One problem with current land surface schemes (LSS) used in weather prediction and climate models is their inabilty to reproduce streamflow in river basins. This can be attributed to the weak representation of their upper (infiltration) and lower (baseflow) boundary conditions in their water balance / transport equations. Operational (traditional) hydrological models, which operate on the same spatial scale as a LSS, on the other hand, are able to reproduce streamflow time series. Their infiltration and baseflow equations are often empirically based and therefore have been neglected by the LSS community. It must be argued that we need to include a better representation of long time scales (as represented by groundwater and baseflow) into the current LSS to make valuable predictions of streamflow and water resources.

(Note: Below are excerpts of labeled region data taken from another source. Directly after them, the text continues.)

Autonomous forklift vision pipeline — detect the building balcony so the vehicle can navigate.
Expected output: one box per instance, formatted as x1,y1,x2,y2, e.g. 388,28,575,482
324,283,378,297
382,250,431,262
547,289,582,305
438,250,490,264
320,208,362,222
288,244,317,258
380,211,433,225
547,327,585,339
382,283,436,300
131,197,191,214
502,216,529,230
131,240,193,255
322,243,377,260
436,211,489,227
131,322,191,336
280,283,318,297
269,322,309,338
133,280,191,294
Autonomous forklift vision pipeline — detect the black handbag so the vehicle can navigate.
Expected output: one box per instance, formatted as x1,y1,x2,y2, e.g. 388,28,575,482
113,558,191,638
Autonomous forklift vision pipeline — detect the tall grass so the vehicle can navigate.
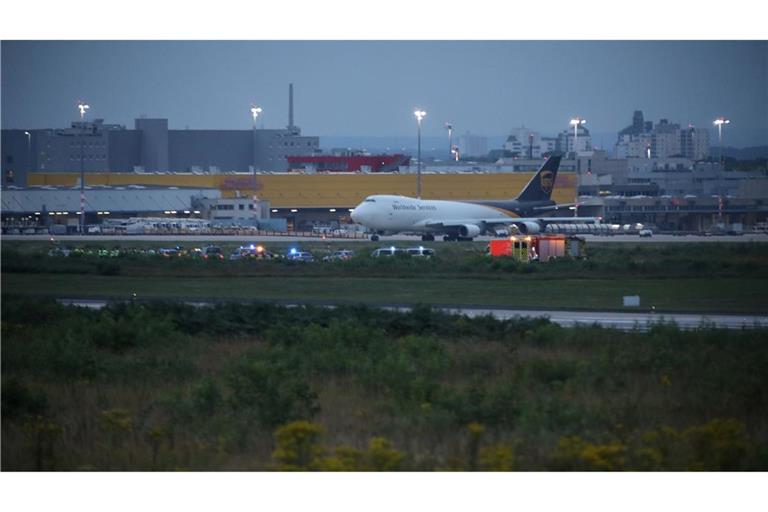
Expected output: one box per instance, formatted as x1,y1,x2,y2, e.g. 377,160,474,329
2,297,768,471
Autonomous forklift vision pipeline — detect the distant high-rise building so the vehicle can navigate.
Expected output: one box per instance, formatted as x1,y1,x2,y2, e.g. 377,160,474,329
557,124,592,155
504,126,557,158
614,110,709,160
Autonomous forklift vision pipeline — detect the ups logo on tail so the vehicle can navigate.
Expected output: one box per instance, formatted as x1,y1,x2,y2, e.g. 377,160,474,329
540,171,555,195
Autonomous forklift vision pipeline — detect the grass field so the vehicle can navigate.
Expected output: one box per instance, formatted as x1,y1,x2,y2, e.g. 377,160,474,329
2,297,768,471
2,242,768,313
2,274,768,314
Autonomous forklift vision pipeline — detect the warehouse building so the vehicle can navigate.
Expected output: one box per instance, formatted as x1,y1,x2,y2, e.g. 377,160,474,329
0,84,320,187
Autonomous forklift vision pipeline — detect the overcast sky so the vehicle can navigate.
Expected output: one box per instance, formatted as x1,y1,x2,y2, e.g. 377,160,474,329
2,41,768,146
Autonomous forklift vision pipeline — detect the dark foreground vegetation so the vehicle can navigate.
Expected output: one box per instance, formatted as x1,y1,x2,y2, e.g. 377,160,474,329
2,238,768,280
2,242,768,314
2,296,768,471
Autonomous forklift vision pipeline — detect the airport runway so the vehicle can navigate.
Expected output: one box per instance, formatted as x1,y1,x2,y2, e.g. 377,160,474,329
57,299,768,331
2,234,768,245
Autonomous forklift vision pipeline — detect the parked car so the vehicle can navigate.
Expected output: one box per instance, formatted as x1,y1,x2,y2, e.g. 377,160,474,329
157,247,181,258
285,248,315,261
229,244,277,260
200,245,224,260
323,249,355,261
405,246,435,258
371,246,406,258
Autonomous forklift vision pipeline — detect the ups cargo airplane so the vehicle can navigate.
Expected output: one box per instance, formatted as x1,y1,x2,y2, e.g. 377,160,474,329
351,156,599,241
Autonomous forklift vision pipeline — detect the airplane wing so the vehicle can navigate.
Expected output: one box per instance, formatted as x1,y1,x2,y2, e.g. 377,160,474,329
532,203,584,212
419,217,600,229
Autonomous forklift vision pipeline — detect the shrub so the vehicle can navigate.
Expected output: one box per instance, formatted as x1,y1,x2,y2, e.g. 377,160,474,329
226,356,319,429
2,378,48,421
272,421,323,471
552,436,627,471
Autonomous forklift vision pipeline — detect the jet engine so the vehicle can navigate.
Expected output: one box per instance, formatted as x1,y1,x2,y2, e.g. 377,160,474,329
515,222,541,235
459,224,480,238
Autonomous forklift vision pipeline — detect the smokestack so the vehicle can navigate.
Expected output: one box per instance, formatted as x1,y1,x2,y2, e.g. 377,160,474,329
288,84,293,129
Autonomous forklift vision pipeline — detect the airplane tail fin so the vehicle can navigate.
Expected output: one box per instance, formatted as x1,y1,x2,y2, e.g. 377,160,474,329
517,155,562,201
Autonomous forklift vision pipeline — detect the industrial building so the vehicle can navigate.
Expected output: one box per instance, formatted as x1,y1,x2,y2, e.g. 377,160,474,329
0,84,320,187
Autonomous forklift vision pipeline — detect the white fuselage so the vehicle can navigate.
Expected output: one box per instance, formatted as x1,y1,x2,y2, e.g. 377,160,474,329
351,195,514,233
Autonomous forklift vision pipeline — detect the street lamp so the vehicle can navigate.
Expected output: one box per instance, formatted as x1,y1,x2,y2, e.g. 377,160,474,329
251,103,261,128
77,100,91,235
445,123,453,160
712,117,731,163
571,117,587,155
251,103,268,219
77,100,91,121
413,108,427,199
24,131,33,171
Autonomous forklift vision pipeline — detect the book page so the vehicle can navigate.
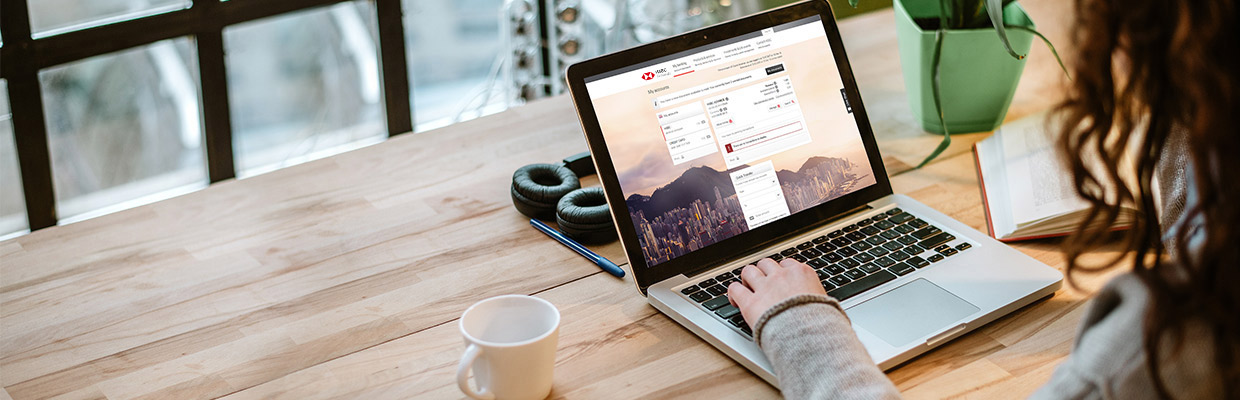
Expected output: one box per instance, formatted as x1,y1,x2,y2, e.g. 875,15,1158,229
994,114,1087,227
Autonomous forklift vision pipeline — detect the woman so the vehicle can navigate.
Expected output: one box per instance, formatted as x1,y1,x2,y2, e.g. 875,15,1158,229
728,0,1240,399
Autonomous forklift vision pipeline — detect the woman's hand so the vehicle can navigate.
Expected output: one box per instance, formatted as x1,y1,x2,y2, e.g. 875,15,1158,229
728,259,827,326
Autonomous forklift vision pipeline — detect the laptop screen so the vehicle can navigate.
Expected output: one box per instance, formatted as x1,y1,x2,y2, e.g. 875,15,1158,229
584,16,875,266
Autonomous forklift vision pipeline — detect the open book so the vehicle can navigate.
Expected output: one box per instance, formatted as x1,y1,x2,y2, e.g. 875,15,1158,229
973,113,1133,241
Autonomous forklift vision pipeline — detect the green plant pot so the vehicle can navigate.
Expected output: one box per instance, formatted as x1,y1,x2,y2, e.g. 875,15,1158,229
894,0,1034,134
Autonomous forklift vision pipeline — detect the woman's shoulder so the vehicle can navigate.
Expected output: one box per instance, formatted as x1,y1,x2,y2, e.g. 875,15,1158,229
1031,272,1221,399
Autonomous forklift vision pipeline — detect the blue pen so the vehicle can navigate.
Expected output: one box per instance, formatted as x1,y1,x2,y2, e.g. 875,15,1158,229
529,218,624,277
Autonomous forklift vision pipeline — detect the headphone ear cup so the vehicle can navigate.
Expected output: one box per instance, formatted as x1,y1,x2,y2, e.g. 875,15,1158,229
511,163,582,219
556,187,616,243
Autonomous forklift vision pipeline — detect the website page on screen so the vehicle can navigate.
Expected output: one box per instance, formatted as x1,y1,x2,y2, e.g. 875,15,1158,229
585,17,877,266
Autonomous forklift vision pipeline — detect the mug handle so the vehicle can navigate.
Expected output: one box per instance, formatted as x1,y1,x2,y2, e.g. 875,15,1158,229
456,343,495,400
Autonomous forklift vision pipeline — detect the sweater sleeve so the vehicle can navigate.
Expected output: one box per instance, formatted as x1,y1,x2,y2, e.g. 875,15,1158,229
754,295,900,399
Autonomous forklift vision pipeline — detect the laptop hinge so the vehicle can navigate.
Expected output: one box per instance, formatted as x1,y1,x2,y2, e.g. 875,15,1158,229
683,204,874,277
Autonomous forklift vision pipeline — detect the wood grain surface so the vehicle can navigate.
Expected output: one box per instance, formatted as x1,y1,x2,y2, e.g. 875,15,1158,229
0,0,1096,399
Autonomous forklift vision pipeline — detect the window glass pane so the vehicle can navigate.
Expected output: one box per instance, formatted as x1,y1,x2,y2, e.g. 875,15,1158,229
402,0,505,131
29,0,190,37
38,38,207,223
0,79,29,238
224,1,387,177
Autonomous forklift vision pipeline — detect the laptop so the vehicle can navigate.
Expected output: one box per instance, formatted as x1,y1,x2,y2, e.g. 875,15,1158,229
567,0,1063,386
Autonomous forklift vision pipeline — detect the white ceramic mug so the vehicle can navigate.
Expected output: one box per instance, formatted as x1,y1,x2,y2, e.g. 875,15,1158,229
456,295,559,400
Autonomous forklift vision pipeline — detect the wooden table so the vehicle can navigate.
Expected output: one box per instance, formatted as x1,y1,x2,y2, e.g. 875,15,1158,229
0,0,1102,399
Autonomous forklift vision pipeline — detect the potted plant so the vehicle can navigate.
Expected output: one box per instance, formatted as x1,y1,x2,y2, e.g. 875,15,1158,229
848,0,1066,167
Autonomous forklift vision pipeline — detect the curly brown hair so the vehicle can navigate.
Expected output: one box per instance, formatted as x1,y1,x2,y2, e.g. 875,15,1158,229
1058,0,1240,398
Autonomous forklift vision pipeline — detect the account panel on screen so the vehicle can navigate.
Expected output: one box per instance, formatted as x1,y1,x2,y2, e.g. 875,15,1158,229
706,70,811,168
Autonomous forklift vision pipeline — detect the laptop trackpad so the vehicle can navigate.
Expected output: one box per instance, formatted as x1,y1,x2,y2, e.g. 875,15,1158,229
847,279,981,347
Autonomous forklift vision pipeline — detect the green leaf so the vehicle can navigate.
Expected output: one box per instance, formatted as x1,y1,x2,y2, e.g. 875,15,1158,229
916,28,951,168
1007,25,1073,80
986,0,1024,59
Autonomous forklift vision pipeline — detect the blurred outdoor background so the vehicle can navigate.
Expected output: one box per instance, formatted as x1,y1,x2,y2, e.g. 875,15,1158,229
0,0,890,238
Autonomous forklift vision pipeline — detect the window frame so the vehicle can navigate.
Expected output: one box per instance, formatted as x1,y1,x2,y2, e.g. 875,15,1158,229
0,0,414,232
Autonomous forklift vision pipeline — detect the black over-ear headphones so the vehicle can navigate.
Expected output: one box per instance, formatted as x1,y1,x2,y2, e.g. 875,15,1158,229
512,151,616,243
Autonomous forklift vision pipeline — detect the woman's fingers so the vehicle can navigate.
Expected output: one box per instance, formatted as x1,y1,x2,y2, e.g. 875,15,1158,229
740,264,766,289
728,281,754,308
758,259,781,275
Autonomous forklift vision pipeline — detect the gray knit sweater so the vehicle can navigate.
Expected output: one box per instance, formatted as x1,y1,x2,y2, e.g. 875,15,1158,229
754,136,1223,399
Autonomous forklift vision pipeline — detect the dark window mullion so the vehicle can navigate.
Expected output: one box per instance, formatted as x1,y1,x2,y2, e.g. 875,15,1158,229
374,0,413,136
193,0,237,183
0,0,56,230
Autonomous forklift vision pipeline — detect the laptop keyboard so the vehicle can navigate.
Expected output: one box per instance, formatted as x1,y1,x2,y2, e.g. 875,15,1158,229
681,208,973,337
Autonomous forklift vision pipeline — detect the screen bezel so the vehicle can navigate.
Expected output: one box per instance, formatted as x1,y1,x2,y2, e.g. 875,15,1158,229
567,0,892,293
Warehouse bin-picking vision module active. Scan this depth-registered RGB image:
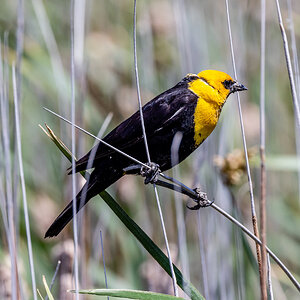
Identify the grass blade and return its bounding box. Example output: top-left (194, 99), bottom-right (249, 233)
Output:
top-left (70, 289), bottom-right (184, 300)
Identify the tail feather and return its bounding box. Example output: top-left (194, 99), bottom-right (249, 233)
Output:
top-left (45, 173), bottom-right (122, 238)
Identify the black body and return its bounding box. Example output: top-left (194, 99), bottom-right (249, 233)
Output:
top-left (45, 77), bottom-right (198, 237)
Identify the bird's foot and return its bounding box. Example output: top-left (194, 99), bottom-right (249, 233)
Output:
top-left (187, 188), bottom-right (214, 210)
top-left (140, 162), bottom-right (160, 184)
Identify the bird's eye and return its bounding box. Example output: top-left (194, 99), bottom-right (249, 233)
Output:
top-left (223, 80), bottom-right (234, 90)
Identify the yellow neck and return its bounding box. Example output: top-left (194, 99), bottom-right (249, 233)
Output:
top-left (188, 79), bottom-right (228, 147)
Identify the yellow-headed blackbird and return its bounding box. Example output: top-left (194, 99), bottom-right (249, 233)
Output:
top-left (45, 70), bottom-right (246, 237)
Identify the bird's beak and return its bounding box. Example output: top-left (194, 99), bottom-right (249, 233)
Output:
top-left (230, 82), bottom-right (248, 93)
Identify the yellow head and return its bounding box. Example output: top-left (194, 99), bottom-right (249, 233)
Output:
top-left (189, 70), bottom-right (247, 105)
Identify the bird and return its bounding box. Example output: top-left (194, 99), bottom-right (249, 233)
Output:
top-left (45, 70), bottom-right (247, 238)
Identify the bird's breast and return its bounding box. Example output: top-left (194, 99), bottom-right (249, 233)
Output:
top-left (194, 97), bottom-right (220, 147)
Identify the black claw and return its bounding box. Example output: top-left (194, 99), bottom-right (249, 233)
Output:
top-left (140, 162), bottom-right (160, 184)
top-left (186, 188), bottom-right (215, 210)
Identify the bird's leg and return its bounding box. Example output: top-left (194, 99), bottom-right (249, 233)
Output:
top-left (140, 162), bottom-right (160, 184)
top-left (123, 165), bottom-right (141, 175)
top-left (187, 188), bottom-right (214, 210)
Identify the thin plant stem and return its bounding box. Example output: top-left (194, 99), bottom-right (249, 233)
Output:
top-left (275, 0), bottom-right (300, 127)
top-left (287, 0), bottom-right (300, 204)
top-left (12, 65), bottom-right (37, 300)
top-left (133, 0), bottom-right (178, 297)
top-left (31, 0), bottom-right (68, 115)
top-left (45, 260), bottom-right (61, 300)
top-left (225, 0), bottom-right (262, 285)
top-left (70, 0), bottom-right (79, 300)
top-left (133, 0), bottom-right (151, 163)
top-left (12, 0), bottom-right (24, 237)
top-left (197, 210), bottom-right (210, 300)
top-left (259, 0), bottom-right (267, 300)
top-left (211, 203), bottom-right (300, 292)
top-left (171, 132), bottom-right (190, 295)
top-left (267, 254), bottom-right (274, 300)
top-left (44, 107), bottom-right (150, 169)
top-left (0, 37), bottom-right (19, 300)
top-left (100, 230), bottom-right (109, 300)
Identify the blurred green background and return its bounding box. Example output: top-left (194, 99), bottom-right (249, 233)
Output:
top-left (0, 0), bottom-right (300, 299)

This paper concentrates on the lower boundary condition of water fluxes within LSS. It reviews briefly previous attempts to incorporate groundwater and more realistic lower boundary conditions into LSS and summarizes the effect on the runoff (baseflow) production time scales as compared to currently used lower boundary conditions in LSS. The Noah - LSM in the NLDAS (North American Data Assimilation System Project) setting is used to introduce a simplified groundwater model, based on the linearized Boussinesq equation. The Noah - LSM will be coupled to a linear routing model to investigate the effects of the new lower boundary condition on the water balance (in particular, streamflow) in small to medium sized catchments in the NLDAS domain. Model performance will be evaluated for parameters within the parameter space of the Noah model.